The theme of different minorities (specifically, African-American and Vietnamese people in this movie’s case) bonding with each other through similar experiences also occurs at certain points in the film. The bonds that are shared through how they both experienced their share of discrimination and trauma and tried to discover inner solace through their own methods brought insight to how people can sometimes find community and connections from their similar pain, and that aspect of the movie felt different and realized in a compelling way. Much of the movie, in general, discusses attempting to find inner tranqulity from the trauma of any horrific event (personal or national) and the arduous journey that the path consists of. Plenty of pain and sadness follows along the road, yet it’s the selfless love and optimism that keeps people going, and, for a movie with much violence and fury, it never loses sight of its own heart and hopefulness that beats at the center.

“Da 5 Bloods” is the type of movie that I’m surprised that more people aren’t talking about, right now. Yes, it has horrific scenes, and many of its themes may hit too close to home for some people, which is definitely understandable. However, there is a bravery and strength that carries this movie and its themes, and it never falters under its own weight. The timeless truths behind many of these ideas stands steady, and Lee’s smart, fearless filmmaking, coupled with an excellent script and cast, left an astonishment that was hard for me to shake away. “Da 5 Bloods” played a good part in reminding me why movies are so important. Even when my love for cinema was never once lost or forgotten, this film felt special because it helped remind me of the sheer power that film can have. While it is nice to find distractions and genuine entertainment from them, movies have the power to tell genuinely great stories, to challenge others, to tell honest truths that strike home in our own hearts, specifically the importance of looking past prejudice and differences to try to understand each other better and help one another find peace beyond dreadful times from before. Movies can sometimes give hope, and this film is wondrous in that aspect in great part from the conviction of its direction and the soul and honesty of a hero, such as Norman and so many other great factors.

Upon further inspection, I realize that part of the reason that this film may have made me as emotional as it did was not just for the beauty of some of its messages but because it revealed some humanity and much needed light through film during a year that has been a dark one. “Da 5 Bloods” is not always a comfortable movie, and it can be pretty harsh and shocking with its images and message.

(In fact, as a huge warning to those who are squeamish, there are several graphic images in this movie that show adults and children killed in war and other brutally violent situations, and any who are easily triggered or disturbed by such visuals might want to approach this film with caution.)

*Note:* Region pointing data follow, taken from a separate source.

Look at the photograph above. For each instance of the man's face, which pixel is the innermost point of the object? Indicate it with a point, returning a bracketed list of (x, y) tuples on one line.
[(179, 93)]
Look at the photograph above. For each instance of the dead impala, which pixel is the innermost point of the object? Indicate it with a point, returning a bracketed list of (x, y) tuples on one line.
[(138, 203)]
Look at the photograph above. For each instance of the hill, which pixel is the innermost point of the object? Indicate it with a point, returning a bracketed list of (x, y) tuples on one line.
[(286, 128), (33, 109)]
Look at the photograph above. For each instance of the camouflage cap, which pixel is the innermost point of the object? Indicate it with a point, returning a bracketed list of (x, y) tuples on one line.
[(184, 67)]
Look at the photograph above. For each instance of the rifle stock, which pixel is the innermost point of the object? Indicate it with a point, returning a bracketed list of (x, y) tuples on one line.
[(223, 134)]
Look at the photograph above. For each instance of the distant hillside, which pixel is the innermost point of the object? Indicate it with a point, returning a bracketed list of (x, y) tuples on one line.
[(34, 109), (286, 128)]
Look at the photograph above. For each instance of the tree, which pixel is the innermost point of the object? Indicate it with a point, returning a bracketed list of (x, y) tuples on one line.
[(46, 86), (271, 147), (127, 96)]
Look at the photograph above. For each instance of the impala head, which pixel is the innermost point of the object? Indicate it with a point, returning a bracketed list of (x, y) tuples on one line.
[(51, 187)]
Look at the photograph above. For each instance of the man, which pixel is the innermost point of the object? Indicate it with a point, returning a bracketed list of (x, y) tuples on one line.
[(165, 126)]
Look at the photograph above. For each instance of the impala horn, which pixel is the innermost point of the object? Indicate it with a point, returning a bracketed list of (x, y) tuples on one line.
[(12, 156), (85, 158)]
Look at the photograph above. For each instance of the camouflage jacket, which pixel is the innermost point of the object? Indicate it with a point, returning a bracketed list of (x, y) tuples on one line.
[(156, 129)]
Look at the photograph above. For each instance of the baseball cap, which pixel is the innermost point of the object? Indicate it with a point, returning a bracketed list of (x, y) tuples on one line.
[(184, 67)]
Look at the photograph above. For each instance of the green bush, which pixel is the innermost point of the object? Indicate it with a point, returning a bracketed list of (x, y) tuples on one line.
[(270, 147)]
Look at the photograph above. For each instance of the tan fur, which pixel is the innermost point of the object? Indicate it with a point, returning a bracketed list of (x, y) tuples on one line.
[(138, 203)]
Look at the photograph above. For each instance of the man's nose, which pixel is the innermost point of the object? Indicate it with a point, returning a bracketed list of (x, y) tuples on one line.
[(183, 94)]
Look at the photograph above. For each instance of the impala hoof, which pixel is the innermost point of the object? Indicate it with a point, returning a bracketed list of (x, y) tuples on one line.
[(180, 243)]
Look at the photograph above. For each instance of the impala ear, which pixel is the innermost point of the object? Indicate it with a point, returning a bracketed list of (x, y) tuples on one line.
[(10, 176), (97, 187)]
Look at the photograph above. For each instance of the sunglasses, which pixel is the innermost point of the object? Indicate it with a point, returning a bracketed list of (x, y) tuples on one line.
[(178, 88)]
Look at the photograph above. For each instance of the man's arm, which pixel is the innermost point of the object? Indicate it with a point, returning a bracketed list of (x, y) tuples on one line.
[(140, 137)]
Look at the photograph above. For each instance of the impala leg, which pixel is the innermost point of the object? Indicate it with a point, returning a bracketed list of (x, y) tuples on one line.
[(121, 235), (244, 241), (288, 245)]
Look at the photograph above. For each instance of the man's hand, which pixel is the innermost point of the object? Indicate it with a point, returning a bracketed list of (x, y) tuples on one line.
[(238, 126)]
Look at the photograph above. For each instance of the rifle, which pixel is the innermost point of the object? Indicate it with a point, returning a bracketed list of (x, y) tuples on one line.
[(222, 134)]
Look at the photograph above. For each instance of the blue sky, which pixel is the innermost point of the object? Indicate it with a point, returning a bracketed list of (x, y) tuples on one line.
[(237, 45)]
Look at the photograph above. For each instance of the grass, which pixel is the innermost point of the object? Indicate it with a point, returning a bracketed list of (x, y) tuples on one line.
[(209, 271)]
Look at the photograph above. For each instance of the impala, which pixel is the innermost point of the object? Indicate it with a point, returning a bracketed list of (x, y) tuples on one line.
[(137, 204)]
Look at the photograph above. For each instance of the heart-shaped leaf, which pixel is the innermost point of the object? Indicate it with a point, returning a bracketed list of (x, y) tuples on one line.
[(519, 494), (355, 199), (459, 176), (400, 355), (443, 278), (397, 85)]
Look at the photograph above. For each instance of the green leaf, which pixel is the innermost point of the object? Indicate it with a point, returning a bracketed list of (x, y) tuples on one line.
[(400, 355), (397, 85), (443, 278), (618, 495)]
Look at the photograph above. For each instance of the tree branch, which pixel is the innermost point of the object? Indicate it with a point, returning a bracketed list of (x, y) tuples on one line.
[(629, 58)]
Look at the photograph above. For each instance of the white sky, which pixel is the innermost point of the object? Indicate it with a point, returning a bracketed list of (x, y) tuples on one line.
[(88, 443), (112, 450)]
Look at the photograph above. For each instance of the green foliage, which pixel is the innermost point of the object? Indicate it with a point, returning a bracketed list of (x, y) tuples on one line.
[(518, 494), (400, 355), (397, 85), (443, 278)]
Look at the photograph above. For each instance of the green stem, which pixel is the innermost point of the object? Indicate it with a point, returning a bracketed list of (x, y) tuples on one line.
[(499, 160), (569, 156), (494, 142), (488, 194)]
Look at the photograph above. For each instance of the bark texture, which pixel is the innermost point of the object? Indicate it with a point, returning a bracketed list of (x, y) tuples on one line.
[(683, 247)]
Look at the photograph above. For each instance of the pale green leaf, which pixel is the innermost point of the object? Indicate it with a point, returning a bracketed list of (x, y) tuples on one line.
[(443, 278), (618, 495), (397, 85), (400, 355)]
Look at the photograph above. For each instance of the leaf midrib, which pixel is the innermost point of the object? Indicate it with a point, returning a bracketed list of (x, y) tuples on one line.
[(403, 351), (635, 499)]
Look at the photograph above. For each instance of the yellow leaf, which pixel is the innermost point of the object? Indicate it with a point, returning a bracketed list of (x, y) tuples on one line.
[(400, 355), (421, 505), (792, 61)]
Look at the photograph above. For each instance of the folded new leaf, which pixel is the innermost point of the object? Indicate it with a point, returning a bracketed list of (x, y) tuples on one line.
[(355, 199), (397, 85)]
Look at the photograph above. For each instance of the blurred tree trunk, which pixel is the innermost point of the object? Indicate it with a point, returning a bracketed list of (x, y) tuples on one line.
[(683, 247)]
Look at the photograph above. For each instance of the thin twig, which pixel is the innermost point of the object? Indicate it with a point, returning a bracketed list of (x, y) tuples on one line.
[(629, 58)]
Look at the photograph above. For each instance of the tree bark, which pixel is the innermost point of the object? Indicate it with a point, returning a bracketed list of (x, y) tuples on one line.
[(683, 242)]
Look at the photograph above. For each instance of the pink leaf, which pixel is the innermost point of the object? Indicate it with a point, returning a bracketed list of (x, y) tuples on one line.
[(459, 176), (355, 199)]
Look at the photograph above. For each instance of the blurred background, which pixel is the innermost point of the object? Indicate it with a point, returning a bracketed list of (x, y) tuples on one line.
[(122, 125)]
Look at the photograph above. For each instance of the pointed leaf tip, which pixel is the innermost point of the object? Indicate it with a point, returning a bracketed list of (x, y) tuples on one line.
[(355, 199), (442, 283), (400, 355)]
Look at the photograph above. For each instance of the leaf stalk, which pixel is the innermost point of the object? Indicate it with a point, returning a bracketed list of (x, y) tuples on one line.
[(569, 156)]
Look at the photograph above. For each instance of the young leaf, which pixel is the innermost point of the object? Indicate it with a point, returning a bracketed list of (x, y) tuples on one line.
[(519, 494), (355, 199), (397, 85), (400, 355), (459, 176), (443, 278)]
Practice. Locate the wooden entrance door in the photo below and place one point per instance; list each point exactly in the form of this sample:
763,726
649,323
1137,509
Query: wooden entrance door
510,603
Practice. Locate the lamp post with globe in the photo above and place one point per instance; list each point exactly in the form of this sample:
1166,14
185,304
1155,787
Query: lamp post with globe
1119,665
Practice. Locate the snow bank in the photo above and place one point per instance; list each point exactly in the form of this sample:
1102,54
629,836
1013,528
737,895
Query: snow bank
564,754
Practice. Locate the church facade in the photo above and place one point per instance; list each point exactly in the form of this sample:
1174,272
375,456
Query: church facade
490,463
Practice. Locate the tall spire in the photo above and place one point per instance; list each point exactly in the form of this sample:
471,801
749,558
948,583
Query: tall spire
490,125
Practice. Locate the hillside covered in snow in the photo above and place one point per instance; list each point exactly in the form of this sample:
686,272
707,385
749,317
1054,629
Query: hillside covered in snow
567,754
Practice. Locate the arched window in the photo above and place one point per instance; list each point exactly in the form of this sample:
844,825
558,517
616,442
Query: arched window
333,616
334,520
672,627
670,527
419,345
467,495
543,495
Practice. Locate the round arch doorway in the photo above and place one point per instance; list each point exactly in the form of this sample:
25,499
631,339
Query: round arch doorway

Yet, through “Da 5 Bloods,” there is a hopefulness and passion guiding the story and its themes with a firm light that recognizes how hurtful prejudice and overcoming trauma or horrific events, particularly war, can be and how difficult it can be to find peace but that it’s worth looking for and that, sometimes, it’s not always as hard as long as one is with others. It is a film that doesn’t shy away from the shadows of the wars brewing within ourselves and beyond but still encourages others to promote unity, never lose sight of the power of relationships, and keep fighting for what is right and good against a complicated past and present. “Da 5 Bloods” is a powerful movie and, undoubtedly, one of the best of the year.